I want to like the phone I'm driving, an Alcatel One Touch Idol 3 (5.5)... And I almost do. I like the hardware very much. Strong SoC, nice screen, excellent sound, decent camera (although I haven't had time to push it toward any limits). Adoptable storage is a plus since I'm using a quality SD card and the Bus speed is very good.
But the software is letting me down.
- android.hardware.camera2 was never properly implemented so I'm cut out from taking DNG captures
- SensorCore was never properly implemented so I don't have a step counter
- I don't seem to be getting Security updates (stuck on July 1, 2016 security patch level) and don't know if that is the OEM or the carrier intruding and it really shouldn't matter which it is, I need the peace of mind given the notoriously bad level of security (and no, I'm not talking about the leaks that come from sideloading unverified apps - read the tech news; I'm talking about how eminently hackable the system is by design philosophy)

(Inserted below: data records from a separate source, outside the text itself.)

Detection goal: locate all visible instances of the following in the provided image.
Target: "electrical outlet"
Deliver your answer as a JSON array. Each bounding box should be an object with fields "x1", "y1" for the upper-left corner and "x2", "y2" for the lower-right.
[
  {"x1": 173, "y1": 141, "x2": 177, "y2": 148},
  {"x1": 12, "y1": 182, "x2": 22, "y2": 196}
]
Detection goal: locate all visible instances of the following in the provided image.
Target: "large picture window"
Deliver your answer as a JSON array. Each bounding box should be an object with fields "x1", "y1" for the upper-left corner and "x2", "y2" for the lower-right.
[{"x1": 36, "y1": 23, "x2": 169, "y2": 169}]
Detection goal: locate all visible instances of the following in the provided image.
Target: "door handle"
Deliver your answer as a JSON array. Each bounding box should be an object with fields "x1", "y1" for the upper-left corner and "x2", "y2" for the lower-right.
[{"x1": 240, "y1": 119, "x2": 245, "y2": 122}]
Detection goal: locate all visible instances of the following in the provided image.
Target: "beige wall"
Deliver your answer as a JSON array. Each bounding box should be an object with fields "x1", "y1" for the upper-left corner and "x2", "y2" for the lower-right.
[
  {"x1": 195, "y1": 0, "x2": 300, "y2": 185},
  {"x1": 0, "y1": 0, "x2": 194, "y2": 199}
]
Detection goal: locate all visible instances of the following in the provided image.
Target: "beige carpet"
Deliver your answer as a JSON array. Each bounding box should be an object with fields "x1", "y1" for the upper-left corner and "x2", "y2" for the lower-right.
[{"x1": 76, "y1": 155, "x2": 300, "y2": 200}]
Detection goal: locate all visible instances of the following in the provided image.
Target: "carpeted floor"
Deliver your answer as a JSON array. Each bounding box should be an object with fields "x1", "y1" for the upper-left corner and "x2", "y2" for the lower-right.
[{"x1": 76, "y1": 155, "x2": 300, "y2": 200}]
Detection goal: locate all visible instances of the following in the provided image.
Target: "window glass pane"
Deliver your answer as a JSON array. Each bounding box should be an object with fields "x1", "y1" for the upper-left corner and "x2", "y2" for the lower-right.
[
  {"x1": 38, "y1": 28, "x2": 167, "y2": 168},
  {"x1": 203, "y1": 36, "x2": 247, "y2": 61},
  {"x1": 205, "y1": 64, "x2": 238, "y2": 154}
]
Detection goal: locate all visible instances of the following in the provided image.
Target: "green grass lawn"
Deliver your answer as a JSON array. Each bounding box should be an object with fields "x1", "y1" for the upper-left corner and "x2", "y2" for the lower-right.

- The labyrinthian device navigation is ridiculous
- Notifications require so much tweaking and you still only get almost what you want, not exactly what you want
- The wild west rodeo of app behaviors make it difficult to have a smooth and consistent UX
- The overbearing Google insistence that any app they have automatically makes any other service that does the same thing (often in better ways) a second class citizen that can't function as fully
- The obsessive compulsory inclusion of Google's intrusiveness: I don't really even want a Google account, but I must have one and I am loath to include other accounts on the device and use them fully since I don't trust the segregation - anything I put on there will be examined, analyzed and packaged as market research (some will say you can control this in large measure, but the methods to do so are tedious and exhausting)
Sure there are Apps, Apps and more Apps. So what? I don't give a flying monkey **** for 99.9999999999% of the sesquimillion wastes of coding that float around in the soup bowl and keep you from finding the tasty bits. Having so many apps ceases to become a valid positive when any good ones are buried under so much unusable dross and you spend orders of magnitude more time than a task takes to find the tool to accomplish it.
I have a feeling I'll be back on my Lumia 650 in a matter of days. It's not that I don't know how to setup and alter the device, it's that in the long run the results are never what I want, only what I have to settle for.